Yesterday after dinner I came up with my most brilliant mothering move ever.
As I handed over Ivy’s chocolate Easter bunny as a reward for a clean plate I said: “Just so you know you should always let your mom eat your chocolate bunny’s ears or it’s bad luck.”
Ivy: “What do you mean bad luck?”
Me: “You’ll never find your Easter basket next year if you eat your own ears, you have to let your mom do it.”
Ivy headed back to the table chocolate bunny in hand looking thoughtful and unconvinced but moments later she was back, presenting me with her bunny so I could eat the ears for her. As she took her ear-less rabbit back to the table she explained the situation to Clara and I was gifted with another set of ears.
The Easter bunny had splurged, those were some damn fine chocolate ears.
I figure if I can keep this up for the next few years I’ll have them brainwashed before they start thinking about it too much and I’ll have three sets of chocolate ears to look forward to every year.
It could be pointed out that my girls are smart and may start questioning this “bad luck” thing.

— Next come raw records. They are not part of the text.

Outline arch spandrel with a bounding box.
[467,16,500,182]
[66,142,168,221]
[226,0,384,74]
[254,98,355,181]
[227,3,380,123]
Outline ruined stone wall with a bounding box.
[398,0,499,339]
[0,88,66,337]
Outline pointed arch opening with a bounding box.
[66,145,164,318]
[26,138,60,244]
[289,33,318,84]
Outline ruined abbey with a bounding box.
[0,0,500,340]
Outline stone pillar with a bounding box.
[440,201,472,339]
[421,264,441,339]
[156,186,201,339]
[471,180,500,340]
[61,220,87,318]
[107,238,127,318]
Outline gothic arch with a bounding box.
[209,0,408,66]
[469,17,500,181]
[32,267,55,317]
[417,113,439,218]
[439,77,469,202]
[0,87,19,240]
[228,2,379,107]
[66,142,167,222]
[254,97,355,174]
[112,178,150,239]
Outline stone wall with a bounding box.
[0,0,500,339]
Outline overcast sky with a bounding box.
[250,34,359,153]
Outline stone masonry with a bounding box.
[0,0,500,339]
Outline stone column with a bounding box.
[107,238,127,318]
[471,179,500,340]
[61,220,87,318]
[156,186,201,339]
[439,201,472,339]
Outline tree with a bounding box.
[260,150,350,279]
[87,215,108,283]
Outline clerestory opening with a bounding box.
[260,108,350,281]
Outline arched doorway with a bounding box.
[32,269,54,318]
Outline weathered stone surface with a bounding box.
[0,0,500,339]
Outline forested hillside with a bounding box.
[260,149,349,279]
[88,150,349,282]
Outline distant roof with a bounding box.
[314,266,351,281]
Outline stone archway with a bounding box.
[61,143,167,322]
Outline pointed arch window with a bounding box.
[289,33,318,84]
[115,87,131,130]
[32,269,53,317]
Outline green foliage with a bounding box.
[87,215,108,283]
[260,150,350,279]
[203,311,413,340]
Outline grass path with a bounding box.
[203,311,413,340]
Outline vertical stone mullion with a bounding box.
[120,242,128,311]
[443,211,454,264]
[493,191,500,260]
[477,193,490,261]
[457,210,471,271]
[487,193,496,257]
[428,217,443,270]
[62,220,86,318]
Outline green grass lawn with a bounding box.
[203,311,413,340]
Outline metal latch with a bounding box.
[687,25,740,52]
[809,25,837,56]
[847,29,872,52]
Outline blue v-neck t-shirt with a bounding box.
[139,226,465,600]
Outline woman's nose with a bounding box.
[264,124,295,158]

But, I would in turn point out that there are few depths that I wouldn’t sink to for some good chocolate and I have a direct line to the Easter Bunny – we can make a basket very hard to find.
Full of my great scheme (and chocolate) I told John what I had done and he called me all sorts of rotten names and threatened to out me to the kids.
Later a friend who had witnessed the brilliance of my bunny ear munching told me she was very impressed.
What do you think? Was this the most genius chocolate ear stealing scheme ever, or am I an evil chocaholic who knows no boundaries?